Track type codec_id contains Demux extension
video V_MPEGH/ISO/HEVC .h265
V_MPEG4/ISO/AVC .h264
V_MPEG1/2 .mpg
V_VP9 .vp9
V_AV1 .av1
(else) .bin
audio A_TRUEHD .thd
A_EAC3 .eac3
A_AC3 .ac3
A_DTS .dts
A_AAC .aac
A_FLAC .flac
A_OPUS .opus
A_VORBIS .ogg
A_PCM .wav
(else) .bin
subs S_TEXT/ASS .ass
S_TEXT/SSA .ssa
S_TEXT/UTF8 .srt
S_HDMV/PGS .sup
S_VOBSUB .sub
(else) .sub

Special case: A_MS/ACM → attempt stream copy; if refused, decode to PCM with bit‑depth‑aware codec.
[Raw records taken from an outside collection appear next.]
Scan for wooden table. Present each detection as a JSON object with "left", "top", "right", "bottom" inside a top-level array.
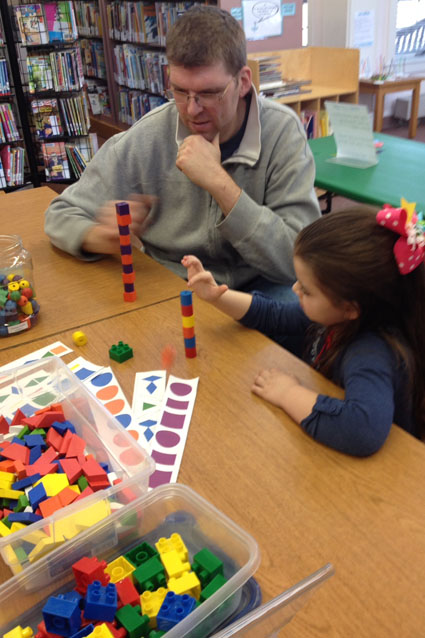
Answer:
[
  {"left": 0, "top": 299, "right": 425, "bottom": 638},
  {"left": 359, "top": 77, "right": 425, "bottom": 139},
  {"left": 0, "top": 186, "right": 182, "bottom": 350}
]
Appendix C: Configuration Keys (Table)

Key Type Default Notes
output_folder str sync_output Output target for merged MKV & job logs
temp_root str temp_work Per‑job scratch directory root
videodiff_path str "" If blank, use PATH
analysis_mode str Audio Correlation or VideoDiff
scan_chunk_count int 10 Number of windows for XCorr
scan_chunk_duration int 15 Seconds per window
min_match_pct float 5.0 Discard XCorr results below this
analysis_lang_ref str "" ISO (jpn, eng) or blank for first stream
analysis_lang_sec str "" Same as above
analysis_lang_ter str "" Same as above
videodiff_error_min float 0.0 Reject if error < min
videodiff_error_max float 100.0 Reject if error > max
merge_mode str plan or manual
rename_chapters bool false Rename to Chapter NN
snap_chapters bool false Enable keyframe snapping
snap_mode str previous or nearest
snap_threshold_ms int 250 Max move distance
snap_starts_only bool true Only snap starts
apply_dialog_norm_gain bool false Remove dialnorm for AC3/E‑AC3
disable_track_statistics_tags bool false mkvmerge flag
exclude_codecs str "" CSV blacklist (ac3,dts,pcm)
merge_profile list (see defaults) Rule list, priority‑ordered
log_compact bool true Compact command runner logs
log_autoscroll bool true GUI behavior
log_progress_step int 20 % step for progress lines
log_error_tail int 20 stderr tail lines on error
log_tail_lines int 0 stdout tail on success
log_show_options_pretty bool false Dump pretty opts
log_show_options_json bool false Dump raw JSON opts
archive_logs bool true Zip logs after batch

License
This project wraps external tools; respect their licenses. The GUI/engine code is released under the project’s chosen license (add a LICENSE file if needed).